May 09, 2012 05:53:08 GMT
Matthew Weiner understands why it costs a lot to license 'Tomorrow Never Knows' on TV show, saying, 'They are concerned about their legacy and their artistic impact.'
Matthew Weiner spent a lot of money to use The Beatles' "Tomorrow Never Knows" in the latest episode of his show "Mad Men". Explaining the need to feature the original song by the British band, the writer/producer shared, "It was always my feeling that the show lacked a certain authenticity because we never could have an actual master recording of the Beatles performing."
The creator of the AMC acclaimed series insisted that featuring a cover version of the classic hit would not help much to reach his goal. "Not just someone singing their song or a version of their song, but them, doing a song in the show," he stated. "It always felt to me like a flaw. Because they are the band, probably, of the 20th century."

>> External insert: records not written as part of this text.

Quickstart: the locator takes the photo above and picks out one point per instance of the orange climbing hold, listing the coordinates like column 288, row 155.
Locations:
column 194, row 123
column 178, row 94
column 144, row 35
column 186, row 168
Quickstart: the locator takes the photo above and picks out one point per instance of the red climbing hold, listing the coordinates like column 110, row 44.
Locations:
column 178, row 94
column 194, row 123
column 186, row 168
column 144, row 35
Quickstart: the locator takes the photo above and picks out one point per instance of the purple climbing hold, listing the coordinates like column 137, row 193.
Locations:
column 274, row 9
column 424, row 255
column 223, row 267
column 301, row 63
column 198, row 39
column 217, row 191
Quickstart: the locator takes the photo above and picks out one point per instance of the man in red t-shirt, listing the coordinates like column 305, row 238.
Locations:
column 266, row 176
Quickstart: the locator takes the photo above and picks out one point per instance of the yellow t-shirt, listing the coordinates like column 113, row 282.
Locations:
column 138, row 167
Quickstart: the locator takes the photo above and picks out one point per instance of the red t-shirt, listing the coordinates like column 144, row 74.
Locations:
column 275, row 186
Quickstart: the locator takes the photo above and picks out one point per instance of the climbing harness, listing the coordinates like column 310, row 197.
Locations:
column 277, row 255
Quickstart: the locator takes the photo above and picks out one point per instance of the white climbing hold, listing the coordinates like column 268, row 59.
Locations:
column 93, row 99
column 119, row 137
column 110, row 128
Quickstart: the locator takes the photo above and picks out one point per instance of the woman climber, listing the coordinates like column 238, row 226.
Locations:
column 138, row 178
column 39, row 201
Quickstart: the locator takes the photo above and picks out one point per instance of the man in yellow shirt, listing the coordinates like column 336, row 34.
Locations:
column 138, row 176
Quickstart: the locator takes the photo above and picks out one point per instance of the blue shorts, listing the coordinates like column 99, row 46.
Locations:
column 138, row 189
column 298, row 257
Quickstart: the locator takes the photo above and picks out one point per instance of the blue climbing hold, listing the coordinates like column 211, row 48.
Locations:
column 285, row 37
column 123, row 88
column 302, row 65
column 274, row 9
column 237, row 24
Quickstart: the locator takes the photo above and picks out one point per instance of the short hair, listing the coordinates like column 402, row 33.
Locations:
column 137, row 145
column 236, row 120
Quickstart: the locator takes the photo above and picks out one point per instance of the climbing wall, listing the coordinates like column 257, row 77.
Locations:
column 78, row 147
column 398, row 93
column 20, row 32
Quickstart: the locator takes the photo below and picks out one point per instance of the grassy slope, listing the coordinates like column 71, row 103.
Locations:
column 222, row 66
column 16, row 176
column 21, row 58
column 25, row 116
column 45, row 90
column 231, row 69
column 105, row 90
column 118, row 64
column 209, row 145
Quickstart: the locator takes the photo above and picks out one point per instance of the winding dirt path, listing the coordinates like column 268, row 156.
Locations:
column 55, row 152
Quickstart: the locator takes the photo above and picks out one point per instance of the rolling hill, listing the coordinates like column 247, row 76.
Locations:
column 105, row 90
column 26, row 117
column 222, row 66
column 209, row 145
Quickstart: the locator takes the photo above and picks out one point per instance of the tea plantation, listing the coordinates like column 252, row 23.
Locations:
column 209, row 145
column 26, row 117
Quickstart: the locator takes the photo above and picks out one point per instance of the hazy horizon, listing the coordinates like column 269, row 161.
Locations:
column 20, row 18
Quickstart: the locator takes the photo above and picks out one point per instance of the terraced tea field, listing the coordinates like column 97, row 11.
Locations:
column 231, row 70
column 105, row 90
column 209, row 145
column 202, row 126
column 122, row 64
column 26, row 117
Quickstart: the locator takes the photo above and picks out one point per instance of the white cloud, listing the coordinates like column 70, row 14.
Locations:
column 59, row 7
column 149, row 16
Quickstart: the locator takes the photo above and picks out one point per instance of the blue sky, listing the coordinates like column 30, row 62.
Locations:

Weiner, who doesn't mind spending a lot of money to license a song for "Mad Men", said he understands why it comes at such a high price to use the Beatles music. "Whatever people think, this is not about money," he stressed. "It never is. They are concerned about their legacy and their artistic impact."
Revealing that his previous attempts to license the Beatles song had been declined by Apple Corps., the 46-year-old had to share story details to the company before getting the approval. "It was hard because I had to, writing-wise, commit to the story that I thought was worthy of this incredible opportunity," he admitted.

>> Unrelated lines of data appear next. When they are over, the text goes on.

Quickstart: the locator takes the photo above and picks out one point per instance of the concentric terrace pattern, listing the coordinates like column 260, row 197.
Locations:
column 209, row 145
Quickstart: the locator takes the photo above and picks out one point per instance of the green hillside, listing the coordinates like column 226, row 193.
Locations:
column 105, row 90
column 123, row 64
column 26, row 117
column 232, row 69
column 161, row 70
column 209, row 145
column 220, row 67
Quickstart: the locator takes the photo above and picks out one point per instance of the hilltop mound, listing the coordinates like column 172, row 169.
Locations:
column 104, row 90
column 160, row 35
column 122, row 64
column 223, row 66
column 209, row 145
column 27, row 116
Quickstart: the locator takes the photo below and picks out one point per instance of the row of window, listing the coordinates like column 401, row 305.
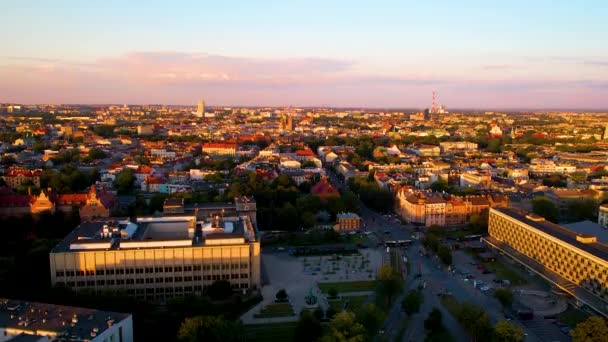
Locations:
column 158, row 280
column 149, row 270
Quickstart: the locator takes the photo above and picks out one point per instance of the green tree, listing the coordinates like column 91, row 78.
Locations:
column 543, row 206
column 389, row 283
column 308, row 328
column 475, row 321
column 507, row 332
column 433, row 323
column 281, row 295
column 412, row 301
column 371, row 317
column 219, row 290
column 445, row 255
column 504, row 296
column 344, row 327
column 593, row 328
column 125, row 181
column 440, row 186
column 210, row 328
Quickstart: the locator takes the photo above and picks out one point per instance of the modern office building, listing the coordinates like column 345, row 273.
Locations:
column 158, row 258
column 200, row 110
column 29, row 321
column 573, row 258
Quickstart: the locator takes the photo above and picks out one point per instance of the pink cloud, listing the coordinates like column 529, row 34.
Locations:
column 181, row 78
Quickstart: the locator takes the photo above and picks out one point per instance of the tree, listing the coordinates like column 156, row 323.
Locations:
column 445, row 254
column 543, row 206
column 308, row 327
column 433, row 322
column 411, row 302
column 344, row 327
column 507, row 332
column 440, row 186
column 219, row 290
column 210, row 328
column 475, row 321
column 281, row 295
column 125, row 181
column 593, row 328
column 504, row 296
column 389, row 283
column 371, row 317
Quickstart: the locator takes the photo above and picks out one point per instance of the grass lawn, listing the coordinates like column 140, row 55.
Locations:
column 572, row 316
column 349, row 286
column 276, row 310
column 355, row 302
column 451, row 304
column 504, row 271
column 270, row 332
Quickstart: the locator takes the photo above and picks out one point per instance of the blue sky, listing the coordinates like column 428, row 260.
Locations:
column 380, row 54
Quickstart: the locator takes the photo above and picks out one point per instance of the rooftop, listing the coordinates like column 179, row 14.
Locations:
column 69, row 323
column 566, row 234
column 157, row 232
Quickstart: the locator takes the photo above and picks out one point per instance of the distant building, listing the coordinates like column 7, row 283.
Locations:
column 602, row 218
column 22, row 321
column 347, row 222
column 220, row 148
column 159, row 258
column 15, row 177
column 200, row 111
column 90, row 205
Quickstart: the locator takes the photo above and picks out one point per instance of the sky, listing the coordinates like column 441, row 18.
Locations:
column 380, row 54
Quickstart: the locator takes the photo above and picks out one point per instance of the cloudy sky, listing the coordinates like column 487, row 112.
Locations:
column 474, row 54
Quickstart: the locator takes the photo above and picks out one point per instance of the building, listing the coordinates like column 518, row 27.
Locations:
column 90, row 205
column 200, row 110
column 24, row 321
column 287, row 123
column 478, row 179
column 572, row 259
column 432, row 208
column 602, row 218
column 563, row 198
column 15, row 177
column 220, row 149
column 159, row 258
column 347, row 222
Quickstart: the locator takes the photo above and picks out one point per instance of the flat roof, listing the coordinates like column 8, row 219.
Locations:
column 154, row 232
column 72, row 323
column 597, row 249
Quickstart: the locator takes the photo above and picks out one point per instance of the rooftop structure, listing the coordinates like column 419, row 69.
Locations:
column 158, row 258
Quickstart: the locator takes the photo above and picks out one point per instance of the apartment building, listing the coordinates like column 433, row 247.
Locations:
column 159, row 258
column 573, row 259
column 431, row 208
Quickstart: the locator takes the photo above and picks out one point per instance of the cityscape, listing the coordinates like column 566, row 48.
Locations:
column 289, row 172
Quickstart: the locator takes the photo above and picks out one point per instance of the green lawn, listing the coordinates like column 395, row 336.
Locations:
column 572, row 316
column 355, row 303
column 349, row 286
column 276, row 310
column 270, row 332
column 504, row 271
column 451, row 304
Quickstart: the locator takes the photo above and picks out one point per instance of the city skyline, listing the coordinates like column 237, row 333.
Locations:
column 392, row 55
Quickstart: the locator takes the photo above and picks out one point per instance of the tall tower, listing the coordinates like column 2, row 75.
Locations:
column 200, row 112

On what the song means to him, he explained, "The thing about that song in particular was, The Beatles are, throughout their intense existence, constantly pushing the envelope, and I really wanted to show how far ahead of the culture they were. That song to me is revolutionary, as is that album."
As a result of Weiner's tireless efforts, Jon Hamm's Don Draper was featured listening to "Tomorrow Never Knows" in "Lady Lazarus", which aired last Sunday, May 6. He got the record from Jessica Pare's Megan, who wanted to educate him on music.